Aan de naoorlogse glorietijd kwam een roemloos einde, waarvan niet eens duidelijk is wanneer dat precies gebeurd is. De vereniging is als het ware in slaap gesukkeld. In 1963 werd het laatste schuttersfeest gevierd. Door onenigheid in het bestuur werd de contributie niet meer opgehaald. Zo waren er meer symptomen die op het einde duidden. De laatste handeling vond plaats op 25 augustus 1981, toen pastoor Simons het standaardvaandel officieel in bewaring nam. Het staat nu nog altijd achterin de Pancratiuskerk.

De vaandels

Het standaardvaandel

St. Pancratiusvaandel (Medium).JPG

De Vrijwillige Schutterij Eensgezindheid had een standaardvaandel met daarop in geborduurde letters de naam Eensgezindheid. Er wordt verteld dat dit vaandel in de kerk in Kevelaer is terechtgekomen.
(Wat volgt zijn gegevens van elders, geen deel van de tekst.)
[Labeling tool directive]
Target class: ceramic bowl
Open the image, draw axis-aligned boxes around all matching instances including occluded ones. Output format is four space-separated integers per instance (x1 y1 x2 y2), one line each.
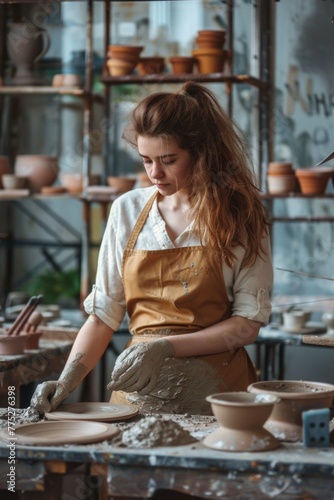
248 380 334 441
0 333 26 356
2 174 27 189
14 155 58 192
169 56 195 75
296 167 333 195
137 57 165 75
203 392 280 451
107 176 137 193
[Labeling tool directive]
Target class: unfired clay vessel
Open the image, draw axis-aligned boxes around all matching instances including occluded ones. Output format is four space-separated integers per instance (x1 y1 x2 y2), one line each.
248 380 334 441
203 392 280 451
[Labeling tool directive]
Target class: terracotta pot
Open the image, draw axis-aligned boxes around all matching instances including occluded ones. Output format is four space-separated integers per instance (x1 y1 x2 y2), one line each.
169 56 195 75
296 167 333 194
248 380 334 441
267 173 298 194
203 392 280 451
192 48 227 74
14 155 58 193
107 58 137 76
137 57 165 75
2 174 28 189
107 176 137 193
0 156 10 189
267 161 294 175
7 22 50 85
0 334 26 356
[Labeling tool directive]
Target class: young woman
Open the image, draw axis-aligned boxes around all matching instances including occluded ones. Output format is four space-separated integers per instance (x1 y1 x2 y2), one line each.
31 82 273 414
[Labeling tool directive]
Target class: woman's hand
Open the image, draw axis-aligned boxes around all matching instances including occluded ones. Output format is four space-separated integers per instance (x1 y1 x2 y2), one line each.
108 339 174 395
30 380 70 414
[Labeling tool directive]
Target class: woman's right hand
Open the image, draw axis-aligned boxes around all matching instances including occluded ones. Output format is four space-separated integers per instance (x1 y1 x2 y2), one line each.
30 380 71 414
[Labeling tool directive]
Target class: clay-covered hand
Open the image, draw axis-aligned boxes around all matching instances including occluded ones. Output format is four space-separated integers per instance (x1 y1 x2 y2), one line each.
108 339 174 395
30 380 71 414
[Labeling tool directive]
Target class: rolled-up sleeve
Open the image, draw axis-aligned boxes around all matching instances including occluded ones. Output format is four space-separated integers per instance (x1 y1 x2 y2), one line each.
225 237 273 324
83 196 126 331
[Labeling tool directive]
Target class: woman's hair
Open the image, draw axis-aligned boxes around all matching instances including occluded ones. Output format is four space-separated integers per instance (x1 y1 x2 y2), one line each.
123 82 268 265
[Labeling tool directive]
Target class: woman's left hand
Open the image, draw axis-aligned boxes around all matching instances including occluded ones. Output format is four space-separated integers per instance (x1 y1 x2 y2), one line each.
108 339 174 395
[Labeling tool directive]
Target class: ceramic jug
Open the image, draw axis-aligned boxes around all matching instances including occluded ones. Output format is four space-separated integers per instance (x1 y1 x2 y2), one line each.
7 23 50 85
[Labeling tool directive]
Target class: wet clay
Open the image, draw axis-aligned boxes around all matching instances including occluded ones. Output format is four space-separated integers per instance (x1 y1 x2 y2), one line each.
122 416 196 448
118 358 221 415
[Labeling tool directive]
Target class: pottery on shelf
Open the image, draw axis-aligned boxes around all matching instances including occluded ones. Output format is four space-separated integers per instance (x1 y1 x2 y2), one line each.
247 380 334 442
0 156 10 189
14 155 58 193
192 48 227 74
296 167 333 195
137 56 165 75
169 56 195 75
0 332 26 356
203 391 280 452
2 174 28 189
7 22 50 85
107 176 137 193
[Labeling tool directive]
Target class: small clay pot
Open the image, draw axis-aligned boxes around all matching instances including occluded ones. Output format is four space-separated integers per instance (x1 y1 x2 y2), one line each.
107 58 138 76
203 391 280 451
2 174 27 189
14 155 58 193
267 173 298 194
247 380 334 441
296 167 333 194
0 334 26 356
192 48 227 74
169 56 195 75
107 176 137 193
137 57 165 75
0 156 10 189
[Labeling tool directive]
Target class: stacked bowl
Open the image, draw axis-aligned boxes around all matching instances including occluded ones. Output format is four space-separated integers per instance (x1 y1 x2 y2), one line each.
107 45 144 76
192 30 227 74
267 162 298 194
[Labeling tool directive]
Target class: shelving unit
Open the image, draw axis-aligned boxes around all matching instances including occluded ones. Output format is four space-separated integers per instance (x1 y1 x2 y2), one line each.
0 0 274 308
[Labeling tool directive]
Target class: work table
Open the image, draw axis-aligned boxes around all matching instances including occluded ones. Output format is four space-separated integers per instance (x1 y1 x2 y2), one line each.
0 415 334 500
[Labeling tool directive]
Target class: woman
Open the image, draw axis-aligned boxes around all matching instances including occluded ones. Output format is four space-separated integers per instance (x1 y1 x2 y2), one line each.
32 82 272 414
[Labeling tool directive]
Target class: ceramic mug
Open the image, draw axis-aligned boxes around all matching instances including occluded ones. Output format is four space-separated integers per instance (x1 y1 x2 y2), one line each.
283 311 306 330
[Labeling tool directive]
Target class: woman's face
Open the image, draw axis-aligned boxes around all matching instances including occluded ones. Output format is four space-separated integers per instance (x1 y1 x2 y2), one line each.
137 135 193 196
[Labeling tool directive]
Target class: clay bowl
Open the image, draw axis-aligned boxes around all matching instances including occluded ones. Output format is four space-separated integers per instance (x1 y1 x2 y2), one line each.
296 167 333 195
192 48 227 74
169 56 195 75
2 174 27 189
0 156 10 189
0 332 26 356
107 176 137 193
20 332 43 350
267 173 298 194
137 57 165 75
107 58 139 76
248 380 334 441
14 155 58 192
203 392 280 451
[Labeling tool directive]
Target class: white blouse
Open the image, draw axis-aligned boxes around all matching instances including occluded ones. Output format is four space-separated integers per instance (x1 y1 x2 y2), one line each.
84 186 273 331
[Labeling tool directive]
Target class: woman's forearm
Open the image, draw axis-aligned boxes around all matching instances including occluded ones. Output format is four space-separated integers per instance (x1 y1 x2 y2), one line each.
166 316 262 358
59 315 114 385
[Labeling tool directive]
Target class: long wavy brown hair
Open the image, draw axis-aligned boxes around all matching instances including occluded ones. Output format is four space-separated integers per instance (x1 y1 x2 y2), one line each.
123 82 269 266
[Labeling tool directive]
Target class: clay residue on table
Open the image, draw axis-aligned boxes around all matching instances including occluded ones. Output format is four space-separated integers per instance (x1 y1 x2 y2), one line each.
122 416 196 448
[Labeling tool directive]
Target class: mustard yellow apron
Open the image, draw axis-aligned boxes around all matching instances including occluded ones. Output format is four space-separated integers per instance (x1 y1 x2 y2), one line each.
110 193 256 415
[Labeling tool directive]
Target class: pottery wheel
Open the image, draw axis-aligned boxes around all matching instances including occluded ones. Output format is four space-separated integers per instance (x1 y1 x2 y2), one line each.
45 402 138 422
0 420 120 446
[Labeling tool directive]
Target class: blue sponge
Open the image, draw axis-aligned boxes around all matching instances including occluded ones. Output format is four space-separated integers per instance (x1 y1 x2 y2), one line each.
303 408 329 448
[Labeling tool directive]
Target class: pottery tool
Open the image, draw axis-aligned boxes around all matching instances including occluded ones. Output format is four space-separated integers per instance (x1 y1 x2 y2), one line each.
7 295 43 336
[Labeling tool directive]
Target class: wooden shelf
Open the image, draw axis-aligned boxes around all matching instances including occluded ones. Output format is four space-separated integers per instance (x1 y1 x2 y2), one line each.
0 85 87 97
101 73 268 90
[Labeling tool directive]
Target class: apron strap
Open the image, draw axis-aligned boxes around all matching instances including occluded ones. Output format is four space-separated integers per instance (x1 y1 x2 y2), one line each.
124 191 158 251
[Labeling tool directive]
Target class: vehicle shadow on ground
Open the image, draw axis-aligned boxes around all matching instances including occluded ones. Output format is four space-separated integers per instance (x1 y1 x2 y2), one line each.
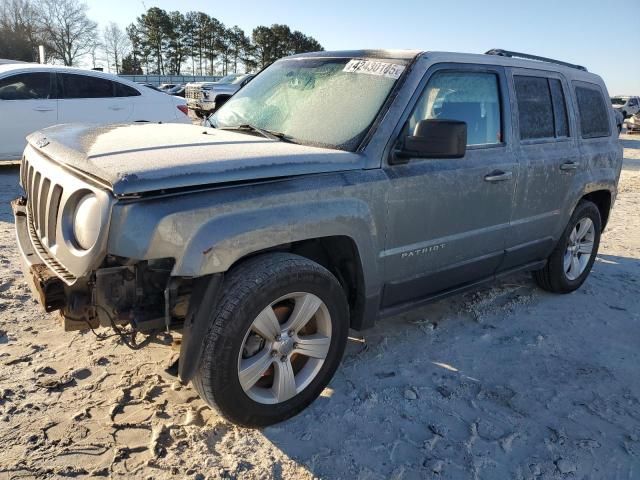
262 255 640 478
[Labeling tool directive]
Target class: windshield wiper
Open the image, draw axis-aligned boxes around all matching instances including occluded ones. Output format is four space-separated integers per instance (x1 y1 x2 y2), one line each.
218 123 280 140
218 123 297 143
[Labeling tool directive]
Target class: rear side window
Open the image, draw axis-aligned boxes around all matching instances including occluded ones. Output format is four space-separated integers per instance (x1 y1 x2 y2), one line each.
0 72 51 100
514 75 555 140
408 71 502 145
114 82 140 97
576 85 611 138
58 73 114 98
549 78 569 137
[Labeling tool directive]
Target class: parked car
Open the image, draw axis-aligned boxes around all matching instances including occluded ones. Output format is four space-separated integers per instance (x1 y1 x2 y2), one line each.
138 82 165 93
613 108 624 134
166 85 185 98
624 113 640 133
0 63 189 161
185 73 255 118
611 95 640 118
13 50 622 426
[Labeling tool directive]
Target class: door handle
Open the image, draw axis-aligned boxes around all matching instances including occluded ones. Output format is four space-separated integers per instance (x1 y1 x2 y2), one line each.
484 170 513 182
560 162 580 171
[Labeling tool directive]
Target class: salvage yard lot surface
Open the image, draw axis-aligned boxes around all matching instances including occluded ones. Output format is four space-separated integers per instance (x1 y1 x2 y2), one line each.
0 135 640 480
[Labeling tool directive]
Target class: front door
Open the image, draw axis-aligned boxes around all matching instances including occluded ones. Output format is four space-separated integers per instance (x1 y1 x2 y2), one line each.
0 72 58 161
383 64 518 307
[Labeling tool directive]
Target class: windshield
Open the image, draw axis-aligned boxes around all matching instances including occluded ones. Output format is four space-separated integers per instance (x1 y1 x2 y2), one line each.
210 58 405 150
215 73 242 84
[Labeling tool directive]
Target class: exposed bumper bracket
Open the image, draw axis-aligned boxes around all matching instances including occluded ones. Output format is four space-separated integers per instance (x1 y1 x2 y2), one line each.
11 197 67 312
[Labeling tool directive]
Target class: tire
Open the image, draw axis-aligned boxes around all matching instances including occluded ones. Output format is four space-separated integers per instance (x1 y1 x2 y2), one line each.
533 200 602 293
193 253 349 427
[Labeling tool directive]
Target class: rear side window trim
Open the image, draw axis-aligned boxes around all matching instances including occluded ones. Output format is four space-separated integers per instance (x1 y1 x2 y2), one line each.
571 80 612 141
511 71 579 145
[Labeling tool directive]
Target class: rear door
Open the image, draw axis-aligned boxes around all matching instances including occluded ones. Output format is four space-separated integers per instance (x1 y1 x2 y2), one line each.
383 64 518 307
0 72 58 160
57 72 133 123
501 68 585 270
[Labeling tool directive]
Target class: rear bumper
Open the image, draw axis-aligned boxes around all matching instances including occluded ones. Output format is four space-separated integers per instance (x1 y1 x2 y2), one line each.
11 197 66 312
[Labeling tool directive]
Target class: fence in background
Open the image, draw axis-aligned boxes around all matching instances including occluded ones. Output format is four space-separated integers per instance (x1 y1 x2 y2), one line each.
118 75 222 87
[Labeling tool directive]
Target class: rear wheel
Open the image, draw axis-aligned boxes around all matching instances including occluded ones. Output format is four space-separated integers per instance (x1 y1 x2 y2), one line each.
194 253 349 427
533 200 602 293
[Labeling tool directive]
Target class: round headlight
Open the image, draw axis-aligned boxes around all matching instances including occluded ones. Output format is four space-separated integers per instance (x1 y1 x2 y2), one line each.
73 193 102 250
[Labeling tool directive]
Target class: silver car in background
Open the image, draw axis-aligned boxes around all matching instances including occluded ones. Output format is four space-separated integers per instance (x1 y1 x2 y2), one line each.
185 73 255 118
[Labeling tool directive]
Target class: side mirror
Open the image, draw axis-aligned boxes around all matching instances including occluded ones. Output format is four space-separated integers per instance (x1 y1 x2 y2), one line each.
394 119 467 163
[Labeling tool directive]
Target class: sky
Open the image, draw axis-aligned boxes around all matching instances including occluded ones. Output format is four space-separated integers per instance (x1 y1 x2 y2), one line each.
86 0 640 95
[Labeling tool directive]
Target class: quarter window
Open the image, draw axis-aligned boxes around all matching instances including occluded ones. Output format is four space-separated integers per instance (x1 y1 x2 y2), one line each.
576 85 611 138
513 75 569 140
408 71 502 145
514 75 555 140
58 73 114 98
0 72 51 100
549 78 569 137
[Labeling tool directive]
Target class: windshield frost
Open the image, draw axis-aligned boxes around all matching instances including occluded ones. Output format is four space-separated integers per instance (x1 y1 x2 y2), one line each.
210 58 403 150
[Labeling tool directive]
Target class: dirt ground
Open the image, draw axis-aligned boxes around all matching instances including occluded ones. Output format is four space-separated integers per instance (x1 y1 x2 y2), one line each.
0 136 640 480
Wie wil nagaan of dit zo is?

Na de oorlog heeft de Schutterij Sint Pancratius een nieuw standaardvaandel laten maken. Hierop staan Sint Pancratius en de wapens van de gemeente Bergh (links) en van de graven van Bergh (rechts) afgebeeld.

Andere vaandels

Pancratiusvaandel.JPG

Daarnaast had de Schutterij Sint Pancratius vier vaandels met elk een afbeelding van een Berghs monument:

Het vaandel met Huis Bergh is hiernaast afgebeeld. Om het kasteel staan van linksboven met de klok mee de wapens van de gemeente Bergh, Sint Pancratius, de graven van Bergh en (waarschijnlijk) de Vrijwillige Schutterij Eensgezindheid.